Inspection carried out on 11 May 2018

During a routine inspection

We inspected this service on 11 May 2018.

At the last inspection of 57 Chestnut Street in 2015, we rated the service as 'Good'.

At this inspection we found that the service remained 'Good'.

57 Chestnut Street is a semi detached house in Southport situated close to the town centre and it’s amenities. It is part of Arden College that provides specialist further education for young people aged 16-25 years of age with learning disabilities. 57 Chestnut Street currently provides accommodation for three young adults aged over 18 who attend the college and there are support staff available 24 hours per day. Accommodation can be term time only and outside of term time if required.

A registered manager is a person who has registered with the Care Quality Commission to manage the service. Like registered providers, they are 'registered persons'. Registered persons have legal responsibility for meeting the requirements in the Health and Social Care Act 2008 and associated Regulations about how the service is run.

At the time of our inspection three people were living at the home and attending the college.

There was a process for analysing incidents, accidents and near misses to determine what could be improved within the home. There was personal protective equipment (PPE) available within the home, such as gloves, aprons and hand sanitiser.

Medication was well managed and only administered by staff who had the correct training to enable them to do this. Medication was stored securely within the home.

There were enough staff to help people with their day to day support needs, such as accessing the community or support with their personal care. There was some agency use, however the same staff were often requested.
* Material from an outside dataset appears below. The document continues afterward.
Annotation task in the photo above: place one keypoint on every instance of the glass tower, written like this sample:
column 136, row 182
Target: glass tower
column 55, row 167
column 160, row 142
There were systems and processes in place to ensure that people who lived at the home were safeguarded from abuse. This included training for staff which highlighted the different types of abuse and how to raise concerns within the infrastructure of the organisation. Staff we spoke with confirmed they knew how to raise concerns.

Risk assessments were detailed and specific, and contained a good descriptive account for staff to follow to enable them to minimise the risk of harm occurring to people who lived at the home. We saw there were detailed protocols in place around people for when their behaviour escalated and placed them in harm’s way.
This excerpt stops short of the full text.